Following the disappearance of the Dakar, Rav Goren worked tirelessly to solve this case, and in June 1969 he published his lengthy ruling, which based on a variety of factors including the finding of a marker buoy on a Gaza strip beach earlier that year, as well as a complex analysis of numerous halachic sources – concluded that the 16 wives of those on board the Dakar were no longer agunot and were now free to remarry.
Despite the many questions that he had addressed, Rav Goren remarked at the time that the case of the Dakar agunot was the hardest he had ever faced in his life.
However, there is another side to this story which I think provides a further dimension to the efforts of Rav Goren to permit the Dakar agunot, and this story involves what is known as the “war get.”
When men would go out to war and not return, their wives would become agunot unless, as we have also recently learnt in Massechet Yevamot, there was clear evidence that their husbands had died. However, war is a messy thing, and not every death on the battlefield is witnessed and reported back. This led to the practice of the so-called “war get” – the instruction for a divorce bill to be given to a wife if her soldier husband did not return from battle. In fact, the Gemara (Ketubot 9b) states that “anyone who went to the war for the House of David would write a get for his wife.”
Over the years the war get was used intermittently, but it was in 1948 when the State of Israel proclaimed independence, and when it immediately had to fight for its survival during the war of independence, that attempts were made to re-establish the use of the war get.

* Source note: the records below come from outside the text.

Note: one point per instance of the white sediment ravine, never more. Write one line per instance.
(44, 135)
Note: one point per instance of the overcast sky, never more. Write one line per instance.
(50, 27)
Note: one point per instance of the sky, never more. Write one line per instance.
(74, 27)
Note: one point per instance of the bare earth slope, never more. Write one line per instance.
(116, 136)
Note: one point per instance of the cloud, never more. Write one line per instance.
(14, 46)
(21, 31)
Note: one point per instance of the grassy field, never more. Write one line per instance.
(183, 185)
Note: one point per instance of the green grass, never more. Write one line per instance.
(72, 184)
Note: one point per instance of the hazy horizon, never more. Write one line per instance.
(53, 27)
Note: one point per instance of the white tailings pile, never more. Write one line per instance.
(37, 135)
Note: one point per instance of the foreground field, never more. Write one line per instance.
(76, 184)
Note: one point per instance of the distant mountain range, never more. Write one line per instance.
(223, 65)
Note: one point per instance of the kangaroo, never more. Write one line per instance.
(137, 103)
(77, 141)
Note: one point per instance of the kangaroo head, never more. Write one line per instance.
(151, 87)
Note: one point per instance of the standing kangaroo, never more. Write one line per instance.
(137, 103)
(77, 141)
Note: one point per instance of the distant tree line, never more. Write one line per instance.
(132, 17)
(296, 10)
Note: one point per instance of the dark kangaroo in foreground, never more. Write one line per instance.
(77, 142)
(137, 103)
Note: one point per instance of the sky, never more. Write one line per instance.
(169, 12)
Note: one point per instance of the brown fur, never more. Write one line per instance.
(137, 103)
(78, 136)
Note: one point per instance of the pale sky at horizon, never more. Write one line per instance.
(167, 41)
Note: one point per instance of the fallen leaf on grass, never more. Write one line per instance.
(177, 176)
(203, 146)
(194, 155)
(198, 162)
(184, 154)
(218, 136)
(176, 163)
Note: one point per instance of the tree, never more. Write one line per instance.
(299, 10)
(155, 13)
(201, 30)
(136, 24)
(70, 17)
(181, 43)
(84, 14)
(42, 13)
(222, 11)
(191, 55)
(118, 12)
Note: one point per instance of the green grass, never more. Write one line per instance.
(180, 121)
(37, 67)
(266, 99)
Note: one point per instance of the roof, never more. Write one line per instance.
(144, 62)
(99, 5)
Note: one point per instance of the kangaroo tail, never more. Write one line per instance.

At the time, Rabbi Yitzchak Herzog was the Ashkenazi chief rabbi of Israel, while Rabbi Shlomo Goren was the chief rabbi of the Israel Defense Forces. For Rabbi Herzog, the war get was an important tool, and he therefore issued a command that every married soldier who went to war would appoint a messenger to give his wife a get if he went missing and thereby avoid the problem of igun. However, Rabbi Goren disagreed for three different reasons.
First, he said that there were logistical problems of rounding up the soldiers to arrange these signatures. Second, he argued that the command for the soldiers to sign the war get would render this document invalid as a get issued under coercion is invalid. However, most significantly, Rav Goren asserted that the soldiers refused to sign this document. Why? Because the last thing a soldier wants to think about as he goes out to battle is the possibility that he will not return. For Rav Goren, the concern for the morale of the soldiers was of great importance, and any attempt to make the soldiers sign the war get would do tremendous harm to the fighters’ morale.
Despite Rabbi Herzog adopting a contrary position on all three of these points, he was unable to establish the war get. However, other solutions were needed all too soon.
Just one day before the establishment of the State of Israel, a combined force of the Arab Legion and local Arab men massacred 129 Haganah fighters and kibbutzniks, of whom 35 were buried in a temporary grave without clear identification. This left some of their wives agunot, given the absence of positive proof of death.
As he was later to do with the agunot of the Dakar submarine, Rav Goren worked incredibly hard to collect facts in order to help alleviate this problem. However, in his remarks at the time, Rav Herzog expressed a veiled criticism towards Rav Goren, writing that “We, the Chief Rabbinate of the Land of Israel, sought to advance and establish permission for a get to be written and signed in any case of a man going to war, but due to the lack of a military order this was not implemented in most cases.”
Though Rav Goren challenged these remarks and claimed that the reason soldiers did not have a war get was not due to the lack of a military order but rather due to logistical, halachic, and social reasons, it seems clear that Rav Goren felt an even greater sense of duty to solve cases of agunot in situations where a war get would have avoided them. I suspect this is why Rav Goren worked for three months without interruption, and why he published a responsum that was so long that it amounted to a book – to help the wives of those 16 sailors of the Dakar submarine.